Indiana Senate passes bill to eliminate pension investments in Chinese government
Bill gives Indiana Public Retirement System five years to divest from companies controlled by the world's most populous country.
Indiana senators approved a bill that calls for the state's public employee pension plans to withdraw from investments controlled by China.
Senate Bill 268 passed unanimously and now heads to the House for review.
The bill, sponsored by Majority Floor Leader Chris Garten, R-Charlestown, would give the Indiana Public Retirement System five years to divest from companies controlled by the world's most populous country or the Chinese Communist Party. It would also bar any future investments in companies or funds controlled by either.
Garten cited several reports noting the Asian country's interest in initiating cyberattacks and persecuting ethnic minorities.
"We have to acknowledge that any investment in China is an issue of national security and a monetary endorsement of human rights violations," he said. "It is important to protect Indiana's economic foundation and Hoosiers by ensuring their hard-earned money is being kept close to home instead of in the hands of adversarial states."
According to the fiscal note attached to the bill, INPRS has more than $1 billion tied to Chinese investments.

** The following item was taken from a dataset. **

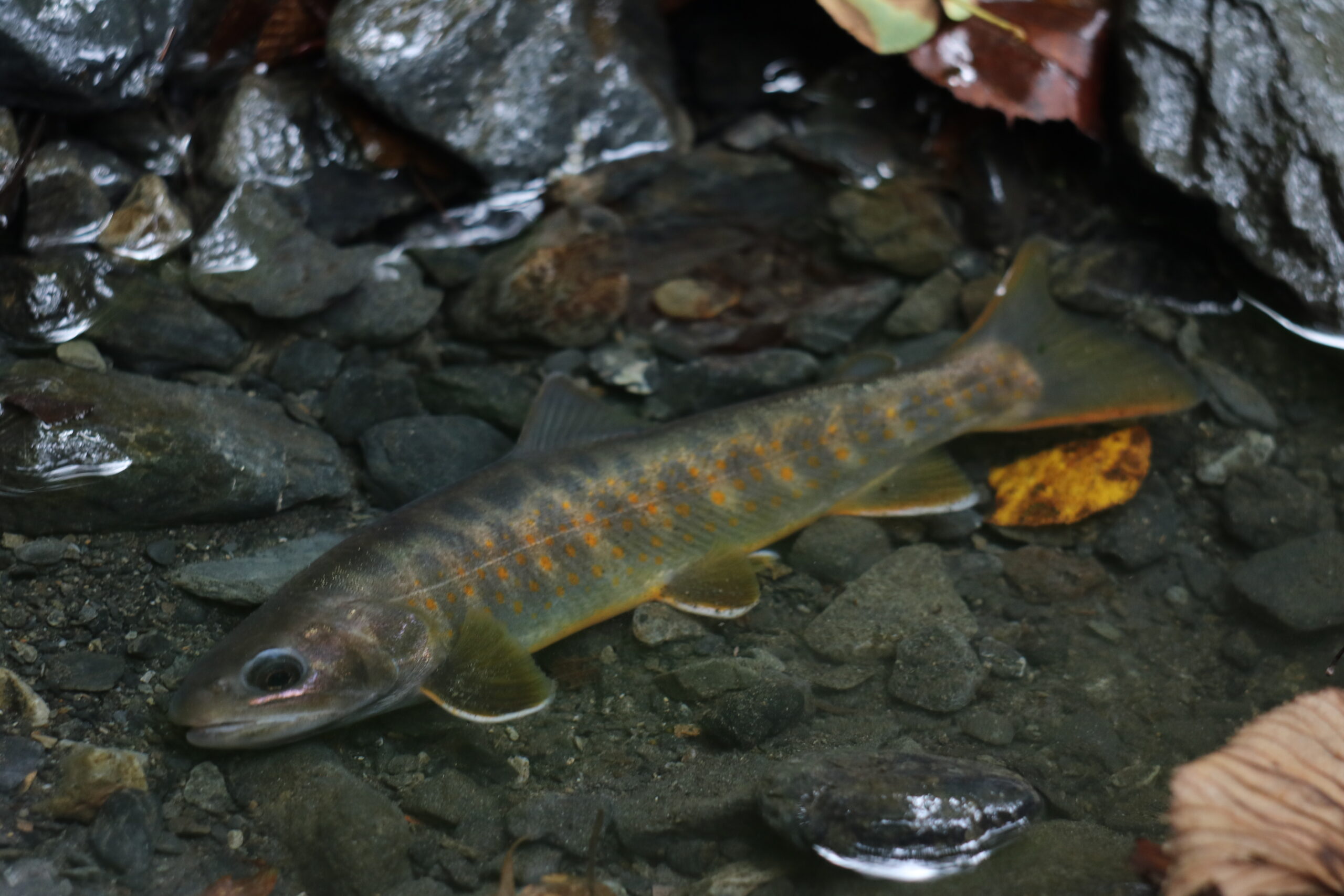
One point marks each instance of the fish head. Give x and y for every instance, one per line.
x=288, y=672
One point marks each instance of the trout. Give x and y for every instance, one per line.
x=449, y=597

SB268 would require INPRS to liquidate about $750 million of that, with $400 million tied to stocks and $350 million in a commingled fund.
The note also warns of potentially lower returns on investment if INPRS needs to divest from restricted holdings. That does not seem to be an issue for Garten.
"We, as a state and as a nation, are in direct and daily conflict with the Communist Chinese Party, and yet we, the State of Indiana, remain invested in Chinese Communist Party interests," he said. "I cannot reconcile those two facts in my mind."
The pension plan said it already abides by restrictions put in place by Washington that prohibit investments that support companies working on Chinese military or surveillance projects.
The proposal to divest from Chinese interests comes as the state has already taken steps to block social media apps like TikTok from being downloaded or used on most state government devices. The company behind the video content site is based in China, raising concerns that it could access sensitive data.